Stress Cards are not a myth, but I don't think they are in use under the new training guidelines..... ie, no more shouting all the time at the recruit (unless there is a real good reason), and so forth. I don't think it was ever Army-wide either.... some places saw them, some don't.... don't think they lasted long, or were as wide spread use as some would have you believe.
Standards for all forces going to face a drop, again. State of the Union: The adding 97,000 new soldiers in 5 years? Best we could hope for, recently, with looser standards (though they will never admit to lowing standards) and ever higher sign-up bonuses has been to "grow the force" (by retention and enlistments) roughly 10,000 soldiers a year, or a little less....
Now they want to boost the force 20K in end strength per year for 5 years? Disneyland on the Potomac is dreaming big time. Didn't anyone give the White House realistic growth numbers, or what it would take to accomplish?
"If you are fat, dumb, blind, club-footed, toothless, suffer from narcolepsy, no habla, or haven't been actively a terrorist or gay for the past three years...... Uncle Sam Wants You! Sign Up Today!
Maybe we'll go back to Press Gangs. Or this will be the New Guest-Worker Program.... Guest-What...You in Da ARMY now!
And to answer Maverick, a Stress Card was given to recruits (1 per training cycle, per week, per day.....this part varies ALOT) so that if the poor snot-nosed recruit was feeling "stressed out" and some big, meanie of a DI started in on him, he could pull it out, and the Drill would have to leave him be for a while (day, 1/2 day, that training period.....whatever....these also varied....).

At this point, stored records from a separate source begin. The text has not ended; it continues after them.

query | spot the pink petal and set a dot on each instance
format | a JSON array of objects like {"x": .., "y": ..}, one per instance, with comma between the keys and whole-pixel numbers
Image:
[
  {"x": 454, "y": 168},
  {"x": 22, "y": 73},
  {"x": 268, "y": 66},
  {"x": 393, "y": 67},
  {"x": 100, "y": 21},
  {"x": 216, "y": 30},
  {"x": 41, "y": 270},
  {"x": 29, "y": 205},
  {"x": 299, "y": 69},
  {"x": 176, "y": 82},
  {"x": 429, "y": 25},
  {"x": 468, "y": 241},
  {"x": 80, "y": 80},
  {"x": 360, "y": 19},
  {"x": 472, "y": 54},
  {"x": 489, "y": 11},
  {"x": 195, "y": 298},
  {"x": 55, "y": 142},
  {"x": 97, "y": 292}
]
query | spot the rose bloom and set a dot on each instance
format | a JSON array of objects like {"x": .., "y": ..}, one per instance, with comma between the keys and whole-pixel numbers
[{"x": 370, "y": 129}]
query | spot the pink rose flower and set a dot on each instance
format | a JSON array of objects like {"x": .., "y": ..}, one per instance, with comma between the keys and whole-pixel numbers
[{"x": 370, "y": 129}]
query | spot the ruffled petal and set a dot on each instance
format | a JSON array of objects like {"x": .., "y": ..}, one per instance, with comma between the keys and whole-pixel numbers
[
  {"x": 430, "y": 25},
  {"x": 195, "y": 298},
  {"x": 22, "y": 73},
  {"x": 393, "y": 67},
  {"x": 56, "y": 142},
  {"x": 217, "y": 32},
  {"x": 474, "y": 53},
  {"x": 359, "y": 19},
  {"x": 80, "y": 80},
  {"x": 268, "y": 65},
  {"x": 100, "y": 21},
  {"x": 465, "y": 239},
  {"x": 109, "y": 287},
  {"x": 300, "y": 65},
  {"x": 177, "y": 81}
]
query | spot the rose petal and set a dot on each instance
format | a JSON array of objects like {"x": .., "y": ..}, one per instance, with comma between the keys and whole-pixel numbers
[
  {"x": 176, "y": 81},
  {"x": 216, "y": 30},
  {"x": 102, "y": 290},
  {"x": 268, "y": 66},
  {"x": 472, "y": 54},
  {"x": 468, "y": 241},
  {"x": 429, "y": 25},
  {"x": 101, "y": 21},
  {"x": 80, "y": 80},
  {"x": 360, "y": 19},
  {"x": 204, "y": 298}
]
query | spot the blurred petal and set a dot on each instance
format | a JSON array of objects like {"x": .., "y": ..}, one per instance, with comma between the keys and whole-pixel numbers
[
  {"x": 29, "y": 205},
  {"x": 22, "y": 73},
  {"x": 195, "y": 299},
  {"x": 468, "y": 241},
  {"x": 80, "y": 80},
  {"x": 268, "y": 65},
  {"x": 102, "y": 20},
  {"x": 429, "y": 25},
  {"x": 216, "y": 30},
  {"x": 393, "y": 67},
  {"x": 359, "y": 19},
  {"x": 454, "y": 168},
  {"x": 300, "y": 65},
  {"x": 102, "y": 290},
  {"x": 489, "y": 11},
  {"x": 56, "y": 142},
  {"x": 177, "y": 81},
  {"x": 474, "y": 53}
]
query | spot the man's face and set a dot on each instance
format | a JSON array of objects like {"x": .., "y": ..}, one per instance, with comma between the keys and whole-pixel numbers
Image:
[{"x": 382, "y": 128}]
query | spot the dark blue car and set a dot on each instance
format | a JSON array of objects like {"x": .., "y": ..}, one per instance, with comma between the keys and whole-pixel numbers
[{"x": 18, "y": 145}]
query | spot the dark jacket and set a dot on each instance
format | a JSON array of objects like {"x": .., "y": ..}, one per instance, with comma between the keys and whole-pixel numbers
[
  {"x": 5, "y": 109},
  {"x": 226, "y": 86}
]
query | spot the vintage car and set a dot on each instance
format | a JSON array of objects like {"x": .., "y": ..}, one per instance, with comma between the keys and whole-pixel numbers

That's the story, and the story told so often for so long, it's a very warped story by this point..... but is generally now a "saying" that would incorporate all the lesser standards and changes to which military trainees are held when coming up through the system. usually in a derogatory manner, from us old salts who remember very different training methods used on us.
Seemed like someone's pet project that got circulated among some training bases.